Selanjutnya, kearifan lokal seharusnya terus digali dan bila perlu kearifan lokal tersebut direvitalisasi dengan konteks saat ini. Sebab, kearifan lokal sebenarnya selalu mampu merespon perkembagan zaman. Bagi kaum budayawan yang terus berjuang mempertahankan eksistensi budaya (culture existance), mengibaratkan kearifan lokal seperti sumur yang tidak pernah kering. Walau terkadang mereka dibayangi oleh hantu-hantu modernitas. Tapi berkat kobaran semangat dan pengibaratan tersebut mereka terus mengibarkan panji-panji kearifan lokal.

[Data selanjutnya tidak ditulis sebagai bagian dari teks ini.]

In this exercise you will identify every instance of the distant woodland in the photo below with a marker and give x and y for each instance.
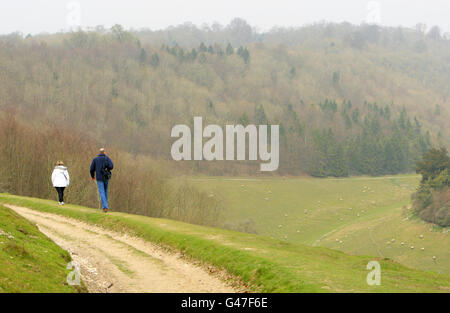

Semboyan “GERABAH MAKMUR” yakni Gerakan Pembaharu Masbagik Timur adalah salah satu bentuk keseriusan dalam berjuang di arus globalisasi ala moderen oleh para penganut kearifan lokal ala nenek moyang. Banyak hal yang sudah didapatkan dari kerajinan gerabag ini. Dahulu, masyarakat dusun Penakak pernah mengalami kejayaan besar-besaran. Masyarakat yang semua penduduknya beragama Islam ini banyak yang dapat menyempurnakan Rukun Islam-nya (naik haji ke Makkah, Rukun Islam yang kelima). Totalitas dari wakti ke waktu untuk calon jama’ah haji pun terus bertambah. Dan itu tidak hanya diakui oleh masyarakat Penakak saja, melainkan diakui oleh masyarakat luar pula. Kejayaan tersebut didapatkan ketika kejadian ‘Bom bali’ belum terjadi. Tetapi, setelah terjadi ‘Bom Bali’, pemasaran pun merosot turun dan para turis manca negara pun jarang terlihat mengunjungi ‘Penakak hamlet’ seperti sebelum-sebelumnya. Kini, masyarakat Penakak sangat menginginkan kembali kejayaan tersebut. DIharapkan dari kejayaan itu masyarakat Penakak dapat lagi menabung banyak dan meraup keuntungan yang besatr. Pemasaran kerajinan gerabah Penakak inipun mampu menembus negara-negara luar seperti: Prancis, Australia, Selandia baru bahkan Amerika Serikat sekalipun.
***

DAFTAR PUTAKA
Raharjo. 1999. Pengantar Sosiologi Pedesan dan Pertanian. Yogyakarta: Gadjah Mada University Press.
Tolomundu, Farid. 2005. Orang Biasa yang Tidak Biasa; Inspirasi & Harapan. Mataram: Titik Koma.
Kantor Desa Masbagik Timur. 2006. Profil Desa Masbagik Timur.